KYUNG LAH (CNN): You are looking at secretly recorded video of Russell Vought, a former cabinet member in the Trump administration.

RUSSELL VOUGHT: This year has been predominantly now getting ready for a year five of a Trump administration. We've got about 350 different documents that are regulations and things of that nature.

LAH: Vought, the platform policy director for the Republican National Committee, says, he is building the plan for Trump's second term.

DONALD TRUMP: I don't know what the hell it is. It's Project 25.

LAH: Trump publicly disavowed Project 2025, a conservative blueprint for his administration if he gets reelected. But in private, Vought said that's just politics. The details of the real plans are secret and based on Trump's own beliefs.

VOUGHT: Notwithstanding I expect you hear 10 more times from the rally, the president, you know, distancing himself from the left's boogeyman of Project 2025.

UNIDENTIFIED MALE: Yeah, and you're not worried about that?

VOUGHT: No, I'm not worried about it. And so, I see what he's doing is just very, very conscious distancing himself from a brand. He's very supportive of what we do and know that we have all manner of things that we do that's, you know, even unrelated to Project 2025.

UNIDENTIFIED MALE: Sure.

LAH: Vought has been a mastermind behind expanding the powers of the presidency. Some of those policy proposals Trump has supported, two sources tell CNN. Trump even hosted a Mar-a-Lago fundraiser two years ago for the group Vought founded, the right-wing Center for Renewing America.

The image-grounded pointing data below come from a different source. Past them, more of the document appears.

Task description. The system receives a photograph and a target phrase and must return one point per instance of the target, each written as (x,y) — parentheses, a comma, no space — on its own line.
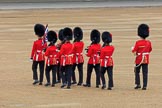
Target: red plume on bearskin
(143,30)
(39,30)
(52,36)
(106,37)
(78,33)
(67,33)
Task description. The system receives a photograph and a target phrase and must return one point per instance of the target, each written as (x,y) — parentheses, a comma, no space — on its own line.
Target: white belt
(77,54)
(38,51)
(106,60)
(146,53)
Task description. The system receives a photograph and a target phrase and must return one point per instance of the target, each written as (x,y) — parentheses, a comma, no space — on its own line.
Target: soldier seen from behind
(78,59)
(141,50)
(93,52)
(37,54)
(106,60)
(51,55)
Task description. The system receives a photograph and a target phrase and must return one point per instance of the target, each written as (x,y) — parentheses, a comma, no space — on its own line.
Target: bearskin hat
(67,33)
(106,37)
(39,30)
(78,33)
(60,35)
(143,30)
(52,36)
(95,36)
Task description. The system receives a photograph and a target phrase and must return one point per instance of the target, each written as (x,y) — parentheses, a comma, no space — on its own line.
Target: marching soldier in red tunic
(106,61)
(94,60)
(51,60)
(142,51)
(66,58)
(78,55)
(61,42)
(37,54)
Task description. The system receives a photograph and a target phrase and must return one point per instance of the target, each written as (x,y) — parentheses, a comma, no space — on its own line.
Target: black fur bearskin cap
(39,30)
(60,35)
(143,30)
(95,36)
(106,37)
(52,36)
(78,33)
(67,33)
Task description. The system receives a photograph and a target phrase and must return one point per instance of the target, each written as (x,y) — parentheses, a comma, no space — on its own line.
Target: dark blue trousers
(144,72)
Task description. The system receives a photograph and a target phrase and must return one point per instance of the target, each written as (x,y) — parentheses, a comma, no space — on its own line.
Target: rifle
(45,35)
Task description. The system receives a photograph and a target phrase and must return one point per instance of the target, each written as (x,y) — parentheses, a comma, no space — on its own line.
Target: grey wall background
(35,1)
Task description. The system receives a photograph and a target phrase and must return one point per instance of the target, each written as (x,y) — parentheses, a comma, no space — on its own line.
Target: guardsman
(106,60)
(37,54)
(142,51)
(93,52)
(51,60)
(61,42)
(78,59)
(66,55)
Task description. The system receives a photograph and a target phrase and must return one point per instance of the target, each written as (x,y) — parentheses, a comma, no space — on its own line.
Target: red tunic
(93,53)
(77,52)
(142,49)
(66,54)
(37,50)
(52,55)
(106,56)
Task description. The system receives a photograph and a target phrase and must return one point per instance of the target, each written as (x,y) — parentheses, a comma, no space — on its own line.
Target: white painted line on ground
(78,105)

VOUGHT: He's been at our organization. He's raised money for our organization. He's blessed it.

LAH: In this hotel suite, Vought thinks he's talking to family members of a wealthy donor. But one is a journalist or the other, an actor working undercover for the U.K.-based Centre for Climate Reporting. The centre provided the video to CNN on the condition we blur their faces so they can continue their undercover work. The conversation covers a host of issues like abortion and how his position differs from Trump.

VOUGHT: He talks about rape, incest, and the life of the mother. Well, I don't actually believe in those exceptions.

I want to get to abolition, but I also got to win elections. And so, I want to get as far as we possibly can.

LAH: His view of who should be an American.

VOUGHT: So I want to make sure that we can say we're a Christian nation and my viewpoint is mostly that I would probably be Christian nation-ism. That's pretty close to Christian nationalism. Can we, if we're going to have legal immigration, can we get people that actually believe in Christianity? Is that something? Or do we have to have we now had to -- you know, are we not allowed to ask questions about Sharia law.

UNIDENTIFIED MALE: What could we see America looking like, I guess I do in an ideal world?

VOUGHT: In an ideal world, I mean, I think we could save the country and a sense of, you know, the largest deportation in history.

LAH: And even pornography.

VOUGHT: We'd have a national ban on pornography if we could, right?

LAH: But the most striking of Vought's statements has to do with presidential power.

VOUGHT: George Floyd was obviously was not about race. It was about destabilizing the Trump administration.

UNIDENTIFIED MALE: Right.

VOUGHT: It's the left's belief that structures in society are the problem. Pulling society down for purposes of revolution is exactly what they want. And what you're seeing at college campuses as a part of that as well. The president has, you know, the ability both along the border and elsewhere to maintain law and order with the military.

LAH: A major part of Vought's plan is turning thousands of career federal jobs into political appointments, meaning workers could be fired if they're not sufficiently loyal to Trump.

VOUGHT: Eighty percent of my time is working on the plans of what's necessary to take control of these bureaucracies. I want to be the person who crushes the deep state. I think there's a lot of different ways to do that. It is defunding it. It's impoundment, the ability to not spend money. It's getting rid of their independence.

LAH: Even as Vought talks about the so-called deep state, he claims his group is forming its own to take over on day one.

VOUGHT: We are trying to create a shadow Office of Management and Budget, a shadow National Security Council, and a shadow Office of Legal Counsel. These are the main organs in government that you need outside to create the battle plan.

UNIDENTIFIED MALE: And you're not going to publish these?

VOUGHT: No. No.

UNIDENTIFIED MALE: They go straight to --

VOUGHT: Yeah, they're very, very close hold.